Tapi ada 3 hal yang tetap benar dan bisa jadi pegangan hari ini:
1. Kamu nggak dilupakan
“Allah itu dekat kepada orang-orang yang patah hati, dan Ia menyelamatkan orang-orang yang remuk jiwanya” — Mazmur 34: 19
Artinya, waktu rasanya dunia diam dan nggak peduli, ada Dia yang dengar dan dekat banget. Kesusahanmu kelihatan sama Dia.

2. Beban boleh dititipkan
“Marilah kepada-Ku, semua yang letih lesu dan berbeban berat, Aku akan memberi kelegaan kepadamu” — Matius 11: 28
Kita sering coba kuat sendiri sampai habis. Kabar baiknya: kamu boleh istirahat sejenak, serahin beban itu, dan narik napas. Kekuatan baru datang dari situ.

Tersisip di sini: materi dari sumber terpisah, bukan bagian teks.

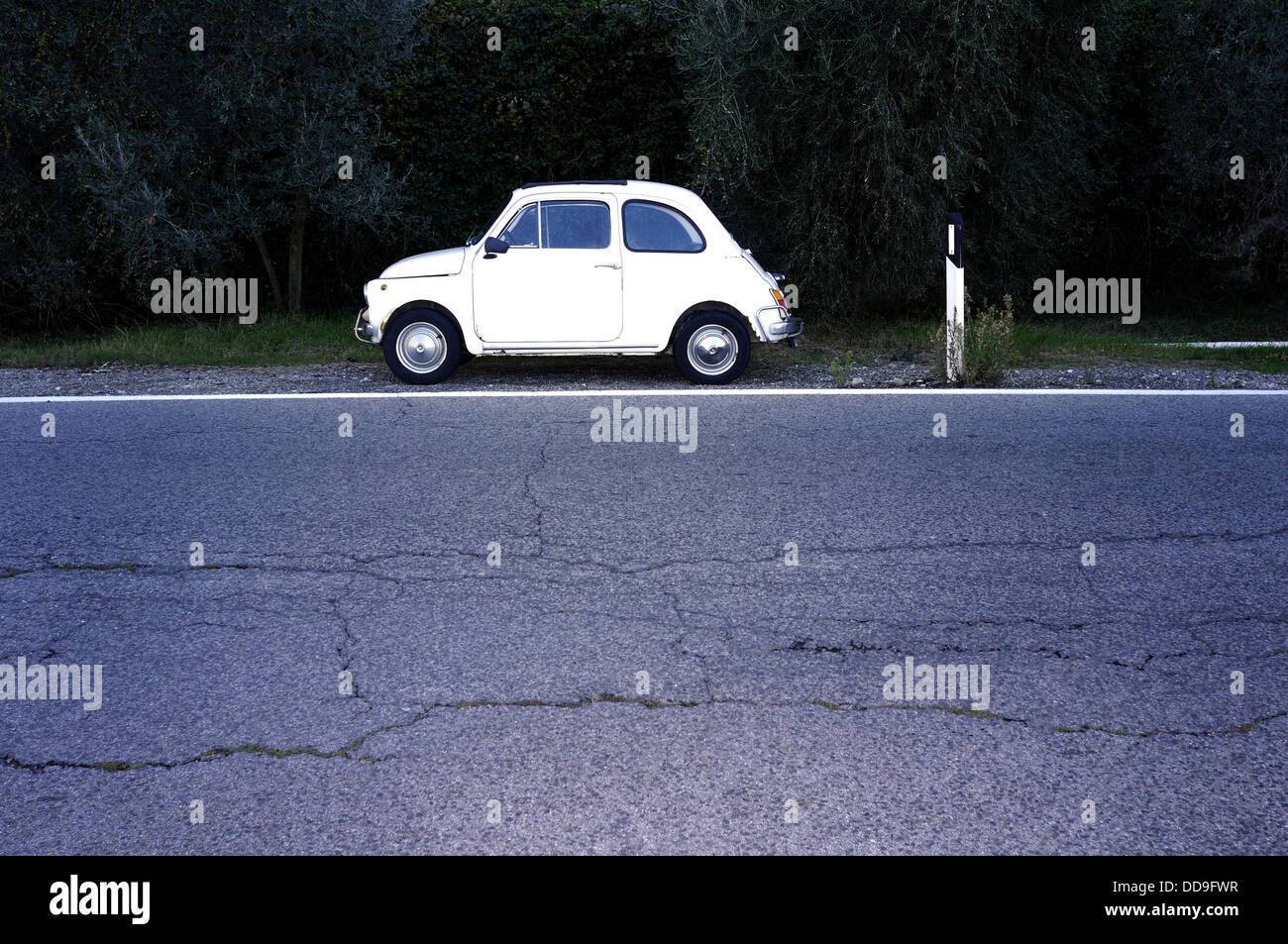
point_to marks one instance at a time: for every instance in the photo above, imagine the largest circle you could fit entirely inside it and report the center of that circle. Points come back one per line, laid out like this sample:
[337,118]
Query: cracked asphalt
[501,710]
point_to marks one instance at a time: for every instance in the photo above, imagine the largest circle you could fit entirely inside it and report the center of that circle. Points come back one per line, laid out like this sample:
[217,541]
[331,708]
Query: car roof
[679,196]
[642,187]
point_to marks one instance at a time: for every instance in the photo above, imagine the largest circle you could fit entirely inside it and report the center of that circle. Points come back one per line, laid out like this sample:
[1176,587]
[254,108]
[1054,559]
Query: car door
[561,282]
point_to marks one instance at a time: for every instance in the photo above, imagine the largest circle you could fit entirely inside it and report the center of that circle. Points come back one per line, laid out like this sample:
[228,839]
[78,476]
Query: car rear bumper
[774,327]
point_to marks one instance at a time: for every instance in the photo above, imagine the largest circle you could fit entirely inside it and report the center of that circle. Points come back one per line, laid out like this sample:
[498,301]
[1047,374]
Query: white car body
[592,299]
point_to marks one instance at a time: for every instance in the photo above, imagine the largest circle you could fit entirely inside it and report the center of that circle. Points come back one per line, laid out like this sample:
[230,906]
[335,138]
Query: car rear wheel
[711,348]
[421,347]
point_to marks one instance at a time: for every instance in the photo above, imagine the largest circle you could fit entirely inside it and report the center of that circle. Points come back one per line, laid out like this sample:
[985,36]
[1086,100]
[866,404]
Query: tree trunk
[295,264]
[271,273]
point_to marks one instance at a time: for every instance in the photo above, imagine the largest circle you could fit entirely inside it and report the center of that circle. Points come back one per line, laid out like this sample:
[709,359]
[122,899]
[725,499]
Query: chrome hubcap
[421,347]
[712,349]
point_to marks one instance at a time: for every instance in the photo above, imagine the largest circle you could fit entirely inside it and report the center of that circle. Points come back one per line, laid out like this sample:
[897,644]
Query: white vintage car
[585,266]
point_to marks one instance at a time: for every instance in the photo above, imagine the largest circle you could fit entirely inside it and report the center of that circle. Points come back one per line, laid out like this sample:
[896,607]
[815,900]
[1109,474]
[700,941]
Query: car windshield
[477,233]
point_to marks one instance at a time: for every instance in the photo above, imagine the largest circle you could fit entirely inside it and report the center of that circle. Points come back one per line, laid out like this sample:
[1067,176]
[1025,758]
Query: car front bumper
[364,330]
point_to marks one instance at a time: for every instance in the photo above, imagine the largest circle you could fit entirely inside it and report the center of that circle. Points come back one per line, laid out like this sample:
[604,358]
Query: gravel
[590,373]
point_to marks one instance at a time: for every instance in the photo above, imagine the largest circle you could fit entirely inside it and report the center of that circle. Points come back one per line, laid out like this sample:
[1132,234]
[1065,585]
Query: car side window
[523,228]
[575,224]
[649,227]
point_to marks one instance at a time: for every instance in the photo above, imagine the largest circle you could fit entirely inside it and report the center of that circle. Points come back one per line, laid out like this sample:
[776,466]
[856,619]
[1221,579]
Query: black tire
[700,348]
[421,346]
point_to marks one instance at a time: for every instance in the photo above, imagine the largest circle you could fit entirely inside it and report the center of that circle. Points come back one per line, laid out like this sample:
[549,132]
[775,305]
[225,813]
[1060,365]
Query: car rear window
[649,227]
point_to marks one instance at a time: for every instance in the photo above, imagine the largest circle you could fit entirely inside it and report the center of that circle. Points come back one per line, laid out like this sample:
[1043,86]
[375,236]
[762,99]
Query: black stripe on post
[953,240]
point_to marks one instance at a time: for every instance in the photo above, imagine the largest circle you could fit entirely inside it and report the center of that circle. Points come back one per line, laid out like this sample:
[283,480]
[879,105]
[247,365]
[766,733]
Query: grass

3. Malam nggak bertahan selamanya
“Tangisan mungkin berlangsung semalam, tetapi sorak-sorai datang pada waktu pagi” — Mazmur 30:6
Hari ini mungkin berat. Tapi sejarah orang banyak yang lewat lembah gelap nunjukin: keadaan berubah. Pintu yang ketutup hari ini bisa kebuka besok lewat jalan yang nggak kita sangka.
Jadi kabar baik hari ini: Kesusahanmu nggak sia-sia, kamu nggak sendirian, dan pertolongan itu nyata, walau kadang datangnya pelan.

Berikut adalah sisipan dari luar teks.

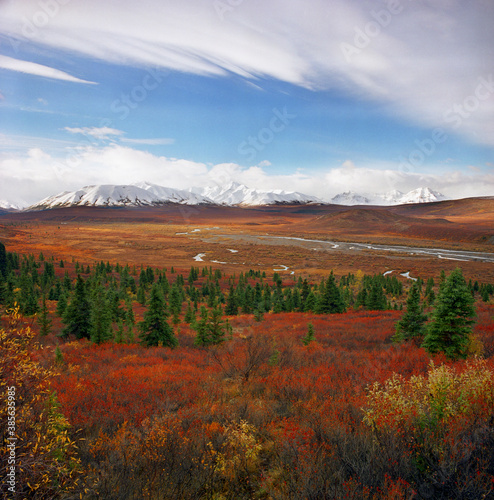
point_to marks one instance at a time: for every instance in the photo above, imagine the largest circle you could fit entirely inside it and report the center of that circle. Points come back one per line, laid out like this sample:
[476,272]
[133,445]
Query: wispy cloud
[100,133]
[165,141]
[36,69]
[418,59]
[37,174]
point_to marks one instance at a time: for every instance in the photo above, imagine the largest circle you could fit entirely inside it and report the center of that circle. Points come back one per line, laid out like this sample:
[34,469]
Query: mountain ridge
[143,194]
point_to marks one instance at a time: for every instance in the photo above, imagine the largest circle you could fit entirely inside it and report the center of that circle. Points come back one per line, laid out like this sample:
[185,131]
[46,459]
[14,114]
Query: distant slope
[109,195]
[420,195]
[146,194]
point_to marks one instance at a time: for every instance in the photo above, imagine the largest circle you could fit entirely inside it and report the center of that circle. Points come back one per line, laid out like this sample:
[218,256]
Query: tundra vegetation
[139,382]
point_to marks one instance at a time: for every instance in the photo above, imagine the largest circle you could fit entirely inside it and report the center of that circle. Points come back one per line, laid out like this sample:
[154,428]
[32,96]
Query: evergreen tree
[376,300]
[3,260]
[77,316]
[154,329]
[141,295]
[216,326]
[310,335]
[119,333]
[189,314]
[61,304]
[231,308]
[450,328]
[101,317]
[202,328]
[330,301]
[43,319]
[411,324]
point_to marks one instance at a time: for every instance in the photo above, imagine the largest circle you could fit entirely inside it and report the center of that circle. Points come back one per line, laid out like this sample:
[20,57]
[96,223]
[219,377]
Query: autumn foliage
[264,411]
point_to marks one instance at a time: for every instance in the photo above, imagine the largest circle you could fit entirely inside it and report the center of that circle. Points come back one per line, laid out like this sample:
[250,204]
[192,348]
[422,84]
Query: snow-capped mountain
[108,195]
[395,197]
[8,206]
[146,194]
[350,198]
[421,195]
[238,194]
[173,195]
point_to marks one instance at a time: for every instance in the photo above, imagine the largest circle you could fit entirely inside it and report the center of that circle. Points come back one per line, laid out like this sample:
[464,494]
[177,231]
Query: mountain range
[234,194]
[395,197]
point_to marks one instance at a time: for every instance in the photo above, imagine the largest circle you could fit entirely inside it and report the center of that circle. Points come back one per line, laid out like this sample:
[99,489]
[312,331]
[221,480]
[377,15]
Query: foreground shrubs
[444,424]
[35,446]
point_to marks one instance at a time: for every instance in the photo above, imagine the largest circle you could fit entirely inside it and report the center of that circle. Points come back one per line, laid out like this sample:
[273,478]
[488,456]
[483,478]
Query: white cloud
[418,59]
[38,174]
[96,132]
[37,70]
[164,141]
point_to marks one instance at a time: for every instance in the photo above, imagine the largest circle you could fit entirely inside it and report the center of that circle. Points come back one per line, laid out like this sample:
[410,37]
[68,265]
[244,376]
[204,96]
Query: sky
[315,96]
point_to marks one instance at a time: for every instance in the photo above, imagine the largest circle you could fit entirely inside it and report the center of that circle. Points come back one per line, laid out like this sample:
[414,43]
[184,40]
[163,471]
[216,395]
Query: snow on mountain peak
[394,197]
[145,193]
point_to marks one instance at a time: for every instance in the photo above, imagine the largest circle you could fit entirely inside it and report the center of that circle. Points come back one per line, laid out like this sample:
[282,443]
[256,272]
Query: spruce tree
[216,326]
[43,319]
[231,308]
[3,260]
[450,329]
[62,304]
[330,301]
[376,300]
[411,324]
[154,329]
[310,335]
[101,317]
[77,316]
[202,328]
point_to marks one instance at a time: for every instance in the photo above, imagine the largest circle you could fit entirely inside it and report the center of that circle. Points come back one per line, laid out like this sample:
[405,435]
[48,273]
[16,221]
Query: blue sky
[318,97]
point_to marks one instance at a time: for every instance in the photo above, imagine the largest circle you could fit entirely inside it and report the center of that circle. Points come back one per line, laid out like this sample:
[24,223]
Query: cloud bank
[38,174]
[423,60]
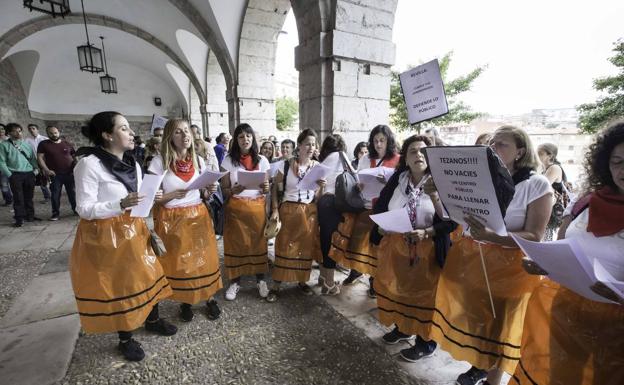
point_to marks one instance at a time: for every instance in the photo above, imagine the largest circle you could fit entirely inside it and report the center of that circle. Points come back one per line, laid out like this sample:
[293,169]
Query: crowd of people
[428,282]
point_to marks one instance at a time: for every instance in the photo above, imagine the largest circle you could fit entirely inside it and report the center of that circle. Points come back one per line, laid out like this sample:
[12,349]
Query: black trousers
[23,188]
[56,185]
[329,218]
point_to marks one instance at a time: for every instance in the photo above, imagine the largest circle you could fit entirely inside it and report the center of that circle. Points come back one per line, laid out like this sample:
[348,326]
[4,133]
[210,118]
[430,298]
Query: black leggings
[151,317]
[329,219]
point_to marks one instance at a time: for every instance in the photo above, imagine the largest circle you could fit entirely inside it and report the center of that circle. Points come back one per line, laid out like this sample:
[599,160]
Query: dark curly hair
[391,147]
[402,166]
[598,174]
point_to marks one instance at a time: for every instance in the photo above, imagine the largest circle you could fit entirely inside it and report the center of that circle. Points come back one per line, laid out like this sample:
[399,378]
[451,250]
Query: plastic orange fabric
[191,263]
[406,294]
[571,340]
[297,243]
[115,274]
[244,244]
[351,245]
[464,325]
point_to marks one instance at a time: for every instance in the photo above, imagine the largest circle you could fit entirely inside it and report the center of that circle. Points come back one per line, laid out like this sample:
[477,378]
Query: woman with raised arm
[468,328]
[191,263]
[410,263]
[351,245]
[297,243]
[117,279]
[569,339]
[244,243]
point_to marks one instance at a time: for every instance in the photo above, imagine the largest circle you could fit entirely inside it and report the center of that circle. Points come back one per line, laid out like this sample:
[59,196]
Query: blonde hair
[168,152]
[522,140]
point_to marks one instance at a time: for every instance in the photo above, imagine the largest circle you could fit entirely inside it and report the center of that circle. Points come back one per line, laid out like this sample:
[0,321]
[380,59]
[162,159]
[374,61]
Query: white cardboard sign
[423,91]
[464,182]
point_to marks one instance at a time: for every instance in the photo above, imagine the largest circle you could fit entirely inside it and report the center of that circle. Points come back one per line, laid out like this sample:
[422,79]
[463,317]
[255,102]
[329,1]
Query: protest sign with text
[464,182]
[423,91]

Oh ya… Ini 3 kisah nyata orang yang bangkit dari susah, biar terasa lebih nyata kalau harapan itu nggak kosong:
1. J.K. Rowling – Dari ibu tunggal miskin jadi penulis terkaya
Setelah bercerai, dia hidup dalam kemiskinan, jadi ibu tunggal, dan sering ditolak penerbit berkali-kali. Naskah Harry Potter ditolak 12 kali sebelum akhirnya diterima. Sekarang bukunya dibaca ratusan juta orang di dunia.

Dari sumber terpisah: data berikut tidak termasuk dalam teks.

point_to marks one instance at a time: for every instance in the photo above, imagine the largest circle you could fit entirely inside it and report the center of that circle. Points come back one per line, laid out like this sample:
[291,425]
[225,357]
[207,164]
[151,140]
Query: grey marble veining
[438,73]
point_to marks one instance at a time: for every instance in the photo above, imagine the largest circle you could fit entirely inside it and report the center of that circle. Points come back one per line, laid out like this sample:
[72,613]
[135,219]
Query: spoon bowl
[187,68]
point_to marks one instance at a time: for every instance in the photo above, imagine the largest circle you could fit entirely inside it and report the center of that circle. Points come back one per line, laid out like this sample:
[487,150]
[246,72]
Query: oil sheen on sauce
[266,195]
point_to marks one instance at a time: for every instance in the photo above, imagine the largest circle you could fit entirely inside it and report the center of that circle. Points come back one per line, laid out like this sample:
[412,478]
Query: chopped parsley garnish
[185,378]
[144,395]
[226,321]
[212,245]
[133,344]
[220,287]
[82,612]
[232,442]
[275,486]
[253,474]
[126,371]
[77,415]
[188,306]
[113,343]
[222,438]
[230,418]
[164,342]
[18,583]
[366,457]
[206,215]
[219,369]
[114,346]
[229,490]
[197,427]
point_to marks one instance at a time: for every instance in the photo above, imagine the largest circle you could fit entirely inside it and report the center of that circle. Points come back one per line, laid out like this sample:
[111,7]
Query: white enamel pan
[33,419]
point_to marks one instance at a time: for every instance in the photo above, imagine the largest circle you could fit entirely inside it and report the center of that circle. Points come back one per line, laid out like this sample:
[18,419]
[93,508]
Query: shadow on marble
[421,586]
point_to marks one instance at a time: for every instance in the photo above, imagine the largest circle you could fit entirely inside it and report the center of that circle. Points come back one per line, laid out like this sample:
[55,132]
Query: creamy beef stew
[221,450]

Pelajaran: Penolakan dan kekurangan hari ini bukan akhir cerita. Satu “ya” bisa mengubah semuanya.
2. Oprah Winfrey – Dari kemiskinan dan trauma jadi suara jutaan orang
Masa kecilnya susah, hidup dalam kemiskinan dan mengalami pelecehan. Tapi dia nggak berhenti belajar dan kerja keras. Sekarang jadi salah satu wanita terkaya dan paling berpengaruh di dunia lewat media.
Pelajaran: Latar belakang nggak nentuin masa depan. Yang nentuin adalah keputusan untuk nggak menyerah tiap hari.
3. Ahok/Basuki Tjahaja Purnama – Dari keluarga sederhana jadi Gubernur DKI
Dia berasal dari keluarga sederhana yang sempat kesulitan ekonomi. Lewat jalur pendidikan dan kerja keras, dia masuk dunia publik dan jadi Gubernur DKI Jakarta.
Pelajaran: Perubahan besar sering mulai dari langkah kecil yang konsisten di tempat yang ada.
Yang menarik dari ketiga kisah ini: mereka nggak tiba-tiba kaya atau sukses. Mereka lewat hari-hari berat, ditolak, jatuh, tapi tetap jalan 1 langkah lagi.
Kesusahan yang lagi kamu atau rakyat rasain sekarang, itu juga bisa jadi bagian dari cerita “bangkit” nanti. Nggak sekarang, tapi pasti ada jalan.